The banks do this when they suspect some form of bank fraud. But experts say in the majority of cases, no fraud is ever found, leaving customers to wonder, Why Me?
When we met Elad Nehorai and his family, they had been at a Bank of America branch in West Los Angeles for hours trying to get access to their life savings. That morning, when Nehorai tried to log into his online bank account, he got an alert.
"Bank of America told me it was shut down. They refused to give me an explanation. They told me I would get my money after it was resolved," said Nehorai.
Which he says he was told would take 10 to 20 days.
All of a sudden I find out I'm broke. I can't feed my family and I can't pay any expenses," said Nehorai.
Elad Nehorai, a writer with more than 43,000 Twitter followers, tweeted about his experience.
"It's another one of those situations where you just, How do you deal with this massive bank, this massive power that you have no control over?" said Nehorai.
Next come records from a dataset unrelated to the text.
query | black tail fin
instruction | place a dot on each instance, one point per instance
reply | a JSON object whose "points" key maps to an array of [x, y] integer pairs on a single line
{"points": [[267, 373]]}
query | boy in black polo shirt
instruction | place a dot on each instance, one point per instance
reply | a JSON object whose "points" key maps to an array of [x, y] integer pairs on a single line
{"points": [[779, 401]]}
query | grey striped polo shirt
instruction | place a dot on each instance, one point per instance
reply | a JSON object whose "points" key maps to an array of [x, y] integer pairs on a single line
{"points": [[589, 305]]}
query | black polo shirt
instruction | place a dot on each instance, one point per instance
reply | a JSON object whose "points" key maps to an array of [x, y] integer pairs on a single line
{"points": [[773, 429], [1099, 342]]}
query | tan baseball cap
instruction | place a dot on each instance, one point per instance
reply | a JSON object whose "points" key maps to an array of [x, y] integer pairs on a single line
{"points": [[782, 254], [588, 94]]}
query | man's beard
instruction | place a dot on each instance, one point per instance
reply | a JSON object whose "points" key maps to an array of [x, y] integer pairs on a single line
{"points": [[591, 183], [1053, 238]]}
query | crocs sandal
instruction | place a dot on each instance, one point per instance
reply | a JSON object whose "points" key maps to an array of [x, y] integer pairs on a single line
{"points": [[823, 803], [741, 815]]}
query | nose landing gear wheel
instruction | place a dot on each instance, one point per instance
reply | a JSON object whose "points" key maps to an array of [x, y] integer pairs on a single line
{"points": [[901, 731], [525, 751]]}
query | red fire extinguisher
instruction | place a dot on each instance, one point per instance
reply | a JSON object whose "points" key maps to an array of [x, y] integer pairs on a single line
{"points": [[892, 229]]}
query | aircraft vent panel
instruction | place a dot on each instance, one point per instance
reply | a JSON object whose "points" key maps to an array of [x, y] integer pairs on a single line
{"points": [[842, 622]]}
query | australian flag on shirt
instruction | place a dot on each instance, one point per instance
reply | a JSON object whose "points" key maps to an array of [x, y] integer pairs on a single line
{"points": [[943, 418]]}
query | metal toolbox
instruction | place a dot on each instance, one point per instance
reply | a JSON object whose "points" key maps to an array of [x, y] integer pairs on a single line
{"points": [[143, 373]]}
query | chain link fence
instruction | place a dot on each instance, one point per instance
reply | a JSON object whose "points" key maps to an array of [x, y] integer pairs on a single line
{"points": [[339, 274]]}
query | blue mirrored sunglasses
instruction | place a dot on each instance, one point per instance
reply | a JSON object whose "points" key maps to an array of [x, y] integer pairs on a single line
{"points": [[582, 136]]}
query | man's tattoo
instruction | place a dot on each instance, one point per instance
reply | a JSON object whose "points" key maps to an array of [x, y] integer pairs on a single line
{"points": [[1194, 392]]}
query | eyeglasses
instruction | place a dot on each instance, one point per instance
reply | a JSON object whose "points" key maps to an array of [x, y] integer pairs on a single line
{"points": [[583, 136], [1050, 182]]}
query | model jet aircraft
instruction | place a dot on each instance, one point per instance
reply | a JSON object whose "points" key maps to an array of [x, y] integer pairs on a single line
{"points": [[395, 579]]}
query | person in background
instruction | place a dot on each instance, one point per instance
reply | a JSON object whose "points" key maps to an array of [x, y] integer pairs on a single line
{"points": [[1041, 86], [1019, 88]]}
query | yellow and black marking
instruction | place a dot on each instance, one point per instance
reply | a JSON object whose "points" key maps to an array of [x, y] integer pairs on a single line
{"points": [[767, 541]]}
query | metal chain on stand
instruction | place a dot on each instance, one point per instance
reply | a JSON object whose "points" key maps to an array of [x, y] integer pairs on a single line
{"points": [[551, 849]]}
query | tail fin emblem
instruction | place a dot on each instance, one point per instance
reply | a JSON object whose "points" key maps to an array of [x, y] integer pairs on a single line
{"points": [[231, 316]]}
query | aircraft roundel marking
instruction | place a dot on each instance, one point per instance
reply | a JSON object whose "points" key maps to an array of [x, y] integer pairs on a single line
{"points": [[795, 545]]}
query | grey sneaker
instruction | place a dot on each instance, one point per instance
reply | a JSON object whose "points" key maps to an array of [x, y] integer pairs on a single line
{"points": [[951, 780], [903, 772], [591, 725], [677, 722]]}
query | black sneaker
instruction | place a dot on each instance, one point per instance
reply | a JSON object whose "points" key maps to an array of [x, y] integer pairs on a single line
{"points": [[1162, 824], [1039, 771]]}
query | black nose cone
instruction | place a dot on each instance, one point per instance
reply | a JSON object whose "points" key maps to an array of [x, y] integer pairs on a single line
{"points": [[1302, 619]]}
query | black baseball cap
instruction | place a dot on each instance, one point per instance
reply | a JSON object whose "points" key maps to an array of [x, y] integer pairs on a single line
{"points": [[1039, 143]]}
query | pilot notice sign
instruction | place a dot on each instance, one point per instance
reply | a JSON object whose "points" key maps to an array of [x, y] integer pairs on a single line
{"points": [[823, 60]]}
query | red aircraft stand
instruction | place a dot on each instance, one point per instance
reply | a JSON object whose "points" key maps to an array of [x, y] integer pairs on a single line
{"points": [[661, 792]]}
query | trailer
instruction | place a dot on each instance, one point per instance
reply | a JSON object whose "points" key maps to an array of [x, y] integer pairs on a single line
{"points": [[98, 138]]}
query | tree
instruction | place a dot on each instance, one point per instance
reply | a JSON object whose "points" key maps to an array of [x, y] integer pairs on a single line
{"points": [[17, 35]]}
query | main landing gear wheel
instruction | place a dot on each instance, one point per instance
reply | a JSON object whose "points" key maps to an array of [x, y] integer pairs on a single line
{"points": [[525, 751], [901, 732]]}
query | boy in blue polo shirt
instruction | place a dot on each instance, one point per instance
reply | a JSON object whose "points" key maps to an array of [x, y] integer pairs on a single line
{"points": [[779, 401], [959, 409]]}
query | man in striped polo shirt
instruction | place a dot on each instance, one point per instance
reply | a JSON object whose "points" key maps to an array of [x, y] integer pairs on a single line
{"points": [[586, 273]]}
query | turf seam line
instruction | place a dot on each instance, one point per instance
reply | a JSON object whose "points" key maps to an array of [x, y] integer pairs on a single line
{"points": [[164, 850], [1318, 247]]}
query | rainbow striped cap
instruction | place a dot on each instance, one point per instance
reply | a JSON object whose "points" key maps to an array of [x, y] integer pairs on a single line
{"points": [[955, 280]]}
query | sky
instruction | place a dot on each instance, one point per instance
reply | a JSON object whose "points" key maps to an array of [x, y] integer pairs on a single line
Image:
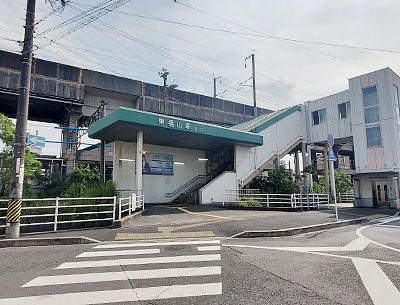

His tweet has since gone viral.
"I was shocked to find out that this is actually relatively common," said Nehorai.
Last year, CBS News Chicago profiled a woman who had a similar experience, also with Bank of America.
Once we arrived to interview Nehorai outside the bank, he says the mood quickly changed and the bank decided to allow him to transfer all of his money into another account.
"So that's the part that hasn't been resolved. They literally will not give me any information," said Nehorai.
Banking expert J.D. Koontz says the reason banks shut down accounts is because the accounts have been flagged for suspicious behavior.
"And unfortunately, some good people are being caught in the net with the bad when they try to weed out who may be causing problems," said Koontz.
Banks are required to file Suspicious Activity Reports, or SARs, to regulators. In 2014, banks filed about 830,000 SARs. In 2021, that number jumped to more than 1.4 million.